A Visão dos Especialistas: “Tragédia Anunciada” e Mobilidade
Para Erivelton Guedes, técnico de pesquisa e planejamento do Instituto de Pesquisa Econômica Aplicada (Ipea) e doutor em engenharia de trânsito, a proliferação dos serviços de transporte de passageiros por motociclistas de aplicativos constitui uma “tragédia anunciada”. Ele defende que a regulamentação desses serviços não deveria ser considerada pelas autoridades, em virtude dos riscos significativos que representam para a saúde pública. Guedes argumenta que qualquer regulamentação, consequentemente, poderia acabar incentivando a modalidade e, talvez, transmitindo uma falsa sensação de segurança, como se o cumprimento de regras garantisse a ausência de perigos.
Guedes foi um dos responsáveis pela inclusão das mortes no trânsito no Atlas da Violência 2025, que aponta o usuário de motocicleta como a principal vítima dos sinistros de trânsito no Brasil.
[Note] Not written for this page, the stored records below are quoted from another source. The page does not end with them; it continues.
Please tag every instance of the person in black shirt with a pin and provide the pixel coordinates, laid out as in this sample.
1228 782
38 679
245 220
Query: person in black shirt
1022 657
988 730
Entre 2019 e 2023, o número de vítimas de sinistros com motos aumentou de 11.182 para 13.477, o que corrobora a preocupação dos especialistas.
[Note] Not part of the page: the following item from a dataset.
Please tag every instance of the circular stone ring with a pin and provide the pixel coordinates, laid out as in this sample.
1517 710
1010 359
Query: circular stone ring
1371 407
Por outro lado, Victor Pavarino, oficial técnico em segurança viária e prevenção de lesões não intencionais da Organização Pan-Americana da Saúde (Opas) no Brasil, acredita que é fundamental desincentivar a substituição do transporte público pelo transporte individual motorizado. Na sua visão, isso pode ser alcançado através de medidas de impacto coletivo, como a ampliação e melhoria do transporte público, a implementação de tarifa zero, e o estímulo a deslocamentos ativos, como caminhadas e uso de bicicletas, por meio da criação de cidades mais convidativas para pedestres e ciclistas. Entretanto, Pavarino também pondera que a moto representa uma possibilidade de mobilidade que foi negada a um segmento considerável da população por décadas. Conforme ele ressalta, em muitos contextos, como em favelas, a motocicleta é a única forma de grande parte da população acessar suas casas e garantir seu sustento.
A Perspectiva dos Motociclistas: Educação e Segurança
Alfredo Barbosa de Lima, diretor do Sindicato dos Empregados Motociclistas do Estado do Rio de Janeiro (Sindmoto-RJ), enfatiza a importância de reforçar a educação para a segurança no trânsito, tanto para motociclistas quanto para passageiros de mototáxis. Em sua análise, isso implica facilitar o acesso à Carteira Nacional de Habilitação (CNH) e elaborar orientações específicas para que os passageiros saibam como se comportar na moto sem atrapalhar os condutores. Barbosa de Lima compartilha sua experiência pessoal, relatando ter sofrido 17 acidentes de motocicleta. Diante disso, ele percebeu que as orientações básicas existentes não eram suficientes, levando-o a desenvolver, ao longo de oito anos, uma cartilha divulgada pelo sindicato da categoria. Ele conclui que é essencial um curso de direção defensiva que não reprove ninguém, pois o domínio da moto, em sua opinião, é adquirido com o tempo e a prática.